Изменить размер шрифта:

2

Может быть, вы, читатель, думаете, что я преувеличиваю? Что я, по старой российской привычке, изображаю чужую драму как свою? Нет. Разница между нами, русскими, и ими, французами, – в деталях, не в сути. В сути – люди те же самые: стехника и сердце, смех и слёзы. А когда дело доходит до религии идей – и мы, и они падаем в одну яму. Ибо наивно полагать, что светская истина не требует жертв; она требует их, и часто быстрее, чем сама первоначальная истина успевает родиться.

Подведу короткий итог – хотя, впрочем, у истории итогов нет. Франция 1793 – это год великого возрождения, но в его натиске слышится звук батальона палачей. Это год, когда человек думал, что делает мир лучше, и тем самым делал его страшней. Это год, когда слова о свободе и равенстве звучали как песни, а под ними, как неумолимый ритм, работала машина закона и смерти. И, наконец, это год, который учит нас одной жестокой истине: если идеал не обладает милосердием, то он неизбежно превращается в новый деспотизм, и в этом – всё горе человеческое.

Смотри же в это зеркало, читатель, и помни: подобные времена возвращаются не только в истории. Они входят в сердца людей, и если мы не будем бдительны, то сами, не замечая, посеем их в собственной земле.

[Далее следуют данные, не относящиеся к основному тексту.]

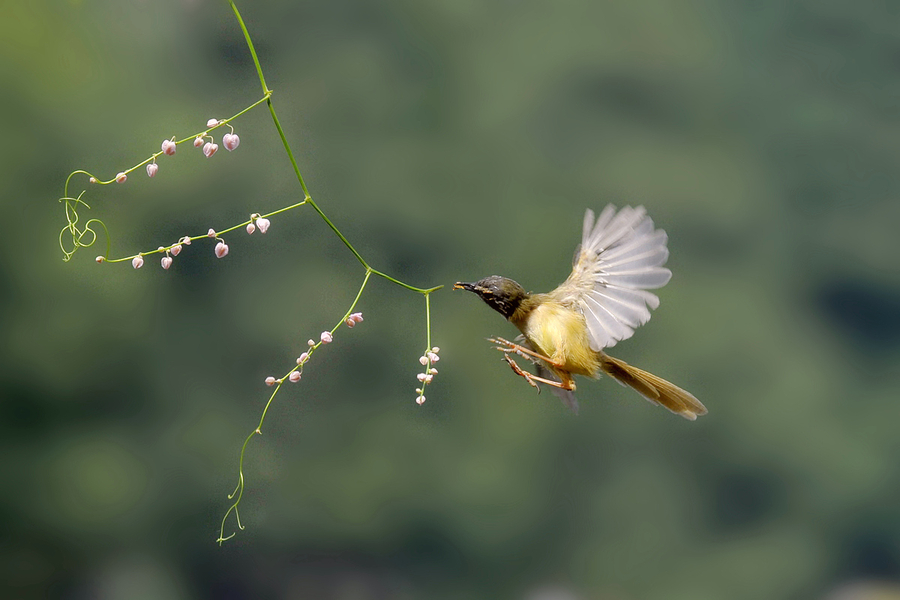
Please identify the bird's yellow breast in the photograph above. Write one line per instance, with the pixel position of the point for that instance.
(560, 333)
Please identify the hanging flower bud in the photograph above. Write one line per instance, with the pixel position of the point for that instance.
(230, 141)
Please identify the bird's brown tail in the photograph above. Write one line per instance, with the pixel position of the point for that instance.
(653, 388)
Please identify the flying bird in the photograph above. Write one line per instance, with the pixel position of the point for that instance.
(565, 332)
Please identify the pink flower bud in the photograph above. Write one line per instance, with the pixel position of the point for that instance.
(230, 141)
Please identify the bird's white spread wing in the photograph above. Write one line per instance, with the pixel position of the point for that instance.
(621, 256)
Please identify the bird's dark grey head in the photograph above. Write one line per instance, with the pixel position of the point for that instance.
(501, 293)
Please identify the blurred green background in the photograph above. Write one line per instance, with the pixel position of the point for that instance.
(451, 140)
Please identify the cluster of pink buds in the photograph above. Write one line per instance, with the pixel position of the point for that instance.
(427, 360)
(326, 337)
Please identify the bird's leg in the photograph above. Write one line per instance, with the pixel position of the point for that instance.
(505, 346)
(518, 371)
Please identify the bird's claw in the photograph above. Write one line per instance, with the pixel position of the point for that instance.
(519, 371)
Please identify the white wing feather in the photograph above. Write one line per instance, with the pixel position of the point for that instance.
(621, 256)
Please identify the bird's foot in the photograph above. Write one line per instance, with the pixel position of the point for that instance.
(518, 371)
(506, 347)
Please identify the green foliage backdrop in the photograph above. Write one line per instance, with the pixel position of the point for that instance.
(451, 140)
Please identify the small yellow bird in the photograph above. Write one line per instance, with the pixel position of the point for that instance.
(565, 331)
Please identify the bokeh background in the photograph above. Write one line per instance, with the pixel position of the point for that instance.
(451, 140)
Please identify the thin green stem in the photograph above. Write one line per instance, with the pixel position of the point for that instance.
(262, 79)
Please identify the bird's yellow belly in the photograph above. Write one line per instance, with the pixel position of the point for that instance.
(561, 334)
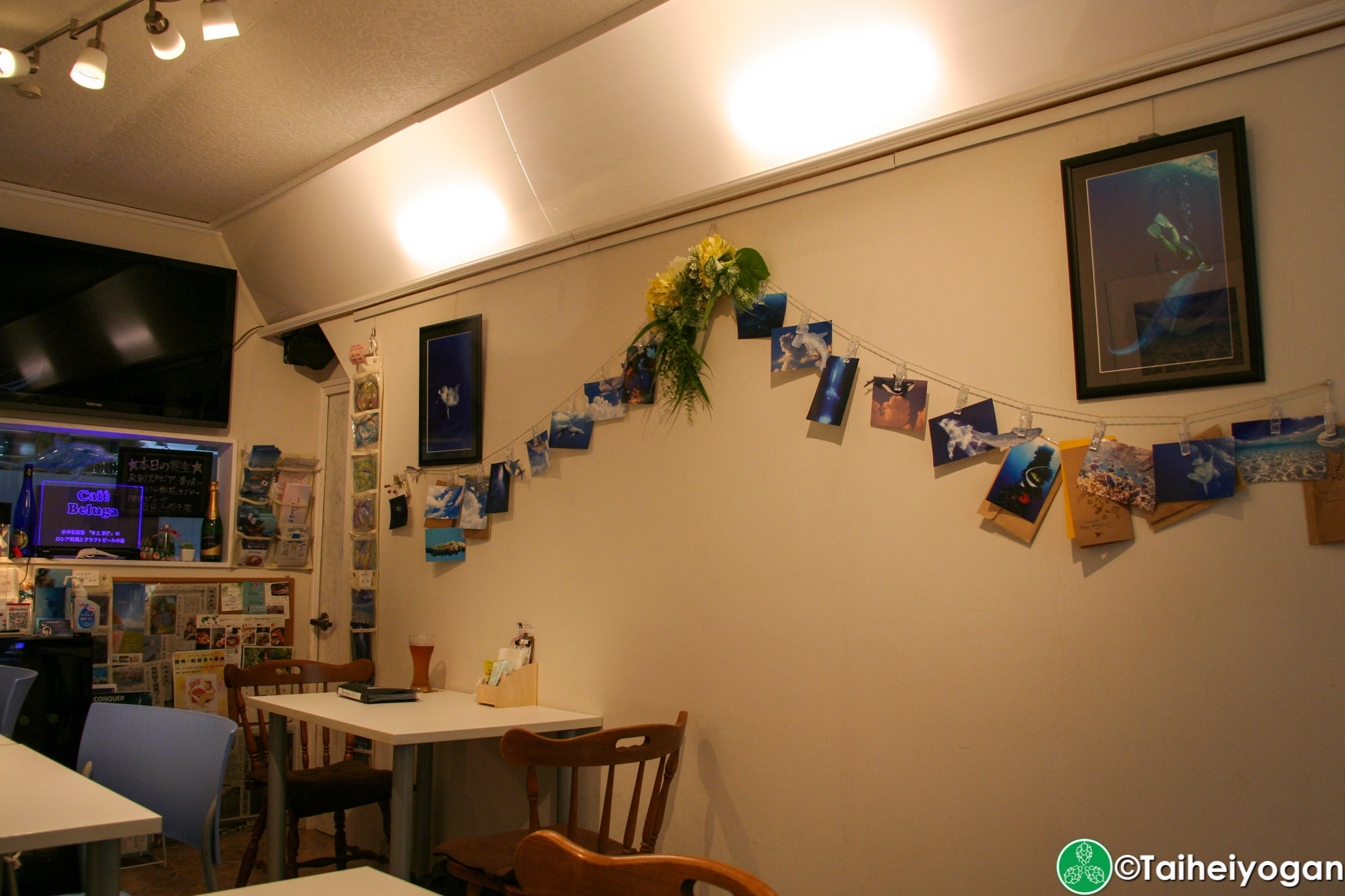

Мировая обстановка 1793 года – это не просто география держав и линия фронтов на карте; это как бы некое общее, избирательно болезненное настроение планеты, которое тянет за собой и моря, и города, и отдельные человеческие сердца. Представьте себе некую громадную комнату, где все желают дышать, но каждый дышит в своё окно; где стены содрогаются от сумятицы, от шагов людей, которые то и дело входят, кричат, уходят и оставляют после себя запахи страха, выгоды и надежды. Вот она – Европа, весь мир – и везде слышна одна и та же нота: тревога. Тревога не тех, кто спокойно расходует жизнь и принимает порядок, а тех, кого потревожили идеи – новые, молниеносные, требующие немедленного взрыва.

Вся Европа, видите ли, наблюдает и делает шаги. Монархии, привязанные к старым соглашениям и родовым страхам, не молчат; они шепчут друг другу на ухо, а кто посмелее – идёт к оружию. Возникает коалиция – не мирный совет, не обсуждение, а военное содружество страху и интересу. Австрия и Пруссия, Англия – все они чувствуют: если революция пройдет, как ураган через сад, то завтра она может дуть и в их садах. Они собирают полки, пересчитывают дукатов, проводят границами, и в их головах – расчёт и будто бы некая робость, как у отца, который видит, как сын входит в тюрьму и не знает, стоит ли удерживать его или позволить ему самому пройти этот путь. Всё это происходит не без корысти: кто-то считает, что старый порядок можно восстановить посредством силы, кто-то – тихо надеется на выгодную часть добычи; но все – в одинаковом страхе.

Но богатый мир не замыкается в Европе. Восток глядит с иных сторон. Россия, под властью Екатерины, ведёт себя как женщина, которая долго терпела, но теперь без промедления берёт себе то, что считает нужным: политические интересы, расширение влияния, и, быть может, то грубое оправдание, которое всегда даёт любой короне – порядок и безопасность. В 1793 году Польша – бедная, измученная старинными узами – подвергается ещё одному разделу; два великих брата, Россия и Пруссия, находят в этой разделённой земле нечто, что можно поделить без большой чести, но с большой выгодой. И как же не вспомнить о судьбах простых людей? Их имена в этих документах не стоят; они – как трава, которую скашивают серпами истории. Польский народ, томимый и униженный, делает свой трагический шаг в сторону угнетения; он смотрит на мир и не видит там сострадания, видит лишь холодные руки, которые считают территории и говорят о целях государственной важности, не зная боли матери, похоронившей сына.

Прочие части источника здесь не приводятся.